I’m training a custom policy using PPO and rllib. Within the context of my policy torch.cuda.is_available() keeps returning False despite my gpus definitely being available (verified using nvidia-smi ). This prevents my model from running on cuda and makes my whole pipeline untenable if I have to rely soley on CPU. This is my main method.
if __name__ == "__main__":
ray.init()
ModelCatalog.register_custom_model("transformer_policy", PromptModelPolicy)
config = (
get_trainable_cls("PPO")
.get_default_config()
.environment(SearchEnv, env_config=env_config)
.framework("torch")
.training(
model={
"custom_model": "transformer_policy",
"custom_model_config": model_kwargs,
},
num_sgd_iter=1,
)
.resources(num_gpus=8)
.rollouts(num_rollout_workers=8)
)
config.lr = 1e-3
algo = config.build()
and for reference here’s my policy where the issue is occurring:
class PromptModelPolicy(TorchModelV2, nn.Module):
def __init__(self, obs_space, action_space, num_outputs, model_config, name,**kwargs):
TorchModelV2.__init__(self, obs_space, action_space, num_outputs, model_config, name)
nn.Module.__init__(self)
model_family = kwargs["model_family"]
prompt_model_path = kwargs["prompt_model_path"]

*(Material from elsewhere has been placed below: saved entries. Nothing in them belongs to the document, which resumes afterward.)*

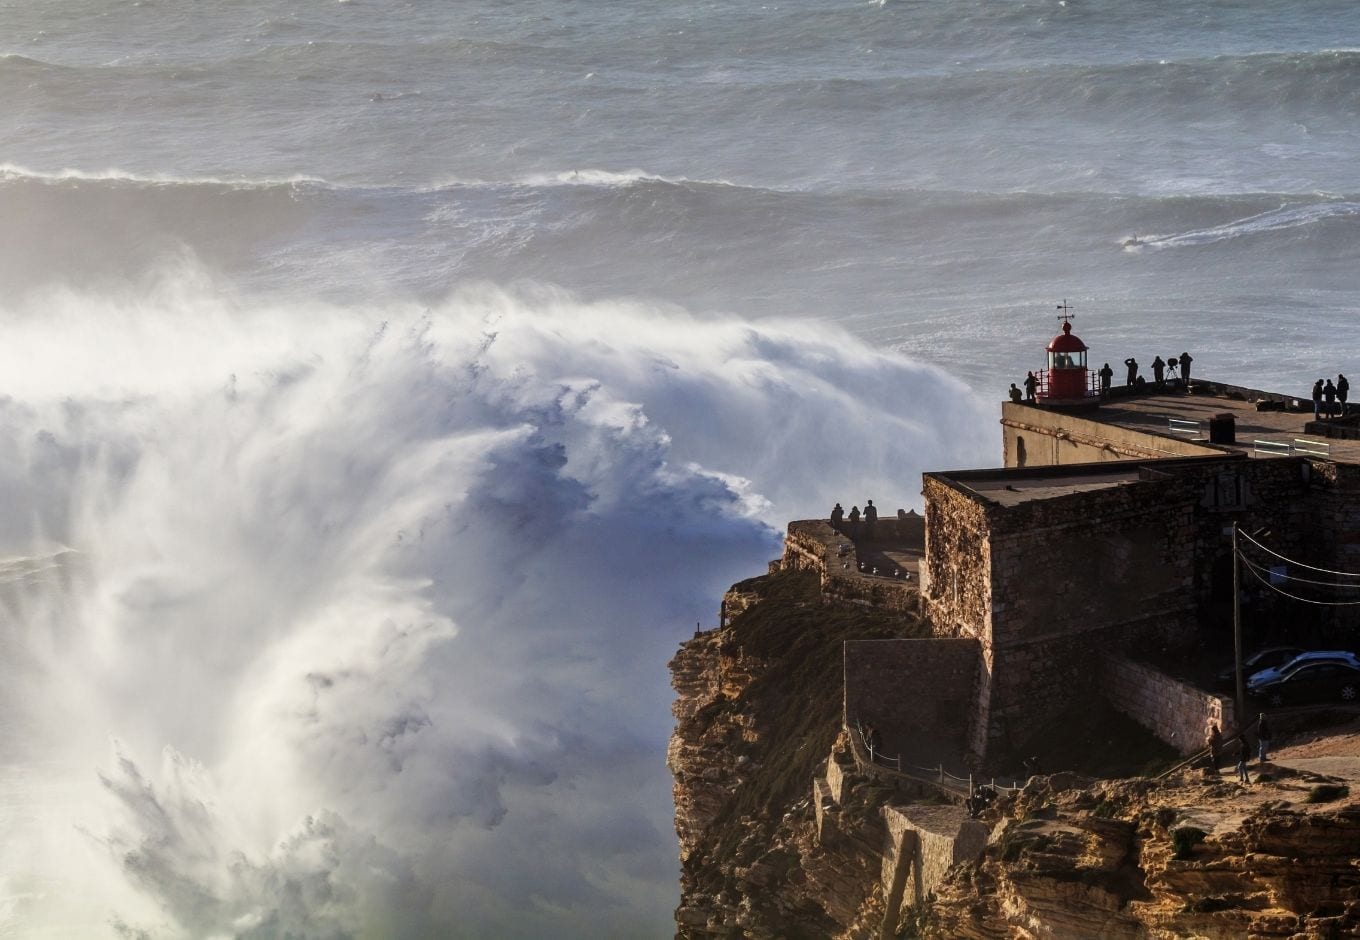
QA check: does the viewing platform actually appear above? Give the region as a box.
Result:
[1003,378,1360,467]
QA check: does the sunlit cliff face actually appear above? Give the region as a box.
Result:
[0,276,992,937]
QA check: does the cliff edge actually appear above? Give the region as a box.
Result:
[670,565,1360,938]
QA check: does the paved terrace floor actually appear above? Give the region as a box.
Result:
[1092,387,1360,463]
[790,519,924,584]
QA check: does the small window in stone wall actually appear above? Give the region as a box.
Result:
[1204,471,1244,510]
[1016,436,1027,467]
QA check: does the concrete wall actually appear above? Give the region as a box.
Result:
[1001,401,1220,468]
[843,638,979,765]
[1102,654,1235,754]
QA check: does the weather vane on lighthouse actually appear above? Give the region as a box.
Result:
[1056,299,1075,329]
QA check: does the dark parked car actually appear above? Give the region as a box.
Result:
[1246,660,1360,708]
[1247,650,1360,688]
[1216,646,1306,688]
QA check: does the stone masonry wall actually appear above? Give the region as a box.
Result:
[880,805,991,937]
[920,477,992,649]
[843,638,980,764]
[1102,653,1235,754]
[782,522,920,615]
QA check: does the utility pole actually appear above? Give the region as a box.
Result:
[1232,523,1245,724]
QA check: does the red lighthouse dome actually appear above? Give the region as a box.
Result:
[1043,318,1092,402]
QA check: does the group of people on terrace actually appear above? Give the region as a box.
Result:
[1113,351,1194,394]
[1310,374,1349,420]
[829,499,877,537]
[1009,350,1195,402]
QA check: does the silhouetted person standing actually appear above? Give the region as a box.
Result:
[1124,357,1139,387]
[1256,713,1272,763]
[1098,362,1113,396]
[1324,379,1338,419]
[1009,383,1023,403]
[1179,351,1193,391]
[848,504,861,536]
[1151,355,1165,388]
[1023,371,1037,402]
[830,502,844,530]
[863,499,878,539]
[1313,379,1324,420]
[1235,735,1251,784]
[1339,374,1350,416]
[1207,723,1223,773]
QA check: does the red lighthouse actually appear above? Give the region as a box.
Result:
[1042,307,1094,403]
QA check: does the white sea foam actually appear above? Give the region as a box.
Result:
[0,276,991,937]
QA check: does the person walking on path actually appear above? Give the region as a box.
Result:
[1098,362,1113,396]
[1207,723,1223,773]
[1023,371,1038,402]
[1124,357,1139,387]
[1339,374,1350,416]
[1257,713,1272,763]
[1151,355,1166,389]
[1179,351,1193,391]
[1324,379,1338,419]
[1313,379,1324,420]
[1235,735,1251,784]
[830,503,844,531]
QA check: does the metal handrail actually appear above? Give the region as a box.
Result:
[1294,438,1331,457]
[1253,439,1292,456]
[1168,417,1203,437]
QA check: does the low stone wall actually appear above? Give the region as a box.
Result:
[783,521,920,615]
[880,805,990,938]
[844,638,980,765]
[1102,653,1235,754]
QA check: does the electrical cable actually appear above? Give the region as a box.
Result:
[1237,527,1360,579]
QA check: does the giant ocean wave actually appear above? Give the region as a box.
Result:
[0,277,992,937]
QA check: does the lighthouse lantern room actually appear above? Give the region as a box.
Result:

prompt_model = PromptModel.load(model_family=model_family, checkpoint_path=prompt_model_path)
self.prompt_model = prompt_model
self.value_layer = nn.Linear(PROMPT_MODEL_EMBEDDING_DIM, 1)
self.log_std = nn.Parameter(torch.zeros(PROMPT_MODEL_EMBEDDING_DIM))
def buildphase_bypass(self, prompts, device):
prompt_embedding = torch.zeros((prompts.shape[0], PROMPT_MODEL_EMBEDDING_DIM)).to(device)
self.value_out = torch.zeros((prompts.shape[0], 1)).to(device)
log_std = self.log_std.expand_as(prompt_embedding).to(device)
return torch.cat([prompt_embedding, log_std], dim=1), []
def forward(self, input_dict, state, seq_lens):
device = torch.device("cuda" if torch.cuda.is_available() else "cpu")
print(f"Device is {device}, cuda available: {torch.cuda.is_available()}")
obs = input_dict["obs"]
prompts, prompt_lengths = obs
prompts, prompt_lengths = prompts.long().to(device), prompt_lengths.long().to(device)
# If all the prompt lengths are 1, then we are in the build phase, just return dummy values
if all([int(x) == 0 for x in prompt_lengths]):
return self.buildphase_bypass(prompts, device)
# Do forward pass and get the embeddings and the value function
print(f"Recieved prompts of shape {prompts.shape} and prompt_lengths of length {len(prompt_lengths)}")
print(f"Devices for prompts: {prompts.device}")
prompt_embedding = self.prompt_model(prompts, prompt_lengths).squeeze(1).to(device)
self.value_out = self.value_layer(prompt_embedding).to(device)
log_std = self.log_std.expand_as(prompt_embedding).to(device)
# Return the output and the state
print(f"Prompt embedding shape: {prompt_embedding.shape}")
return torch.cat([prompt_embedding, log_std], dim=1), []
def value_function(self):
values = self.value_out.squeeze(1)
return values
Note this happens even when I set local_mode to false in ray.init()
How severe does this issue affect your experience of using Ray?
- High: It blocks me to complete my task.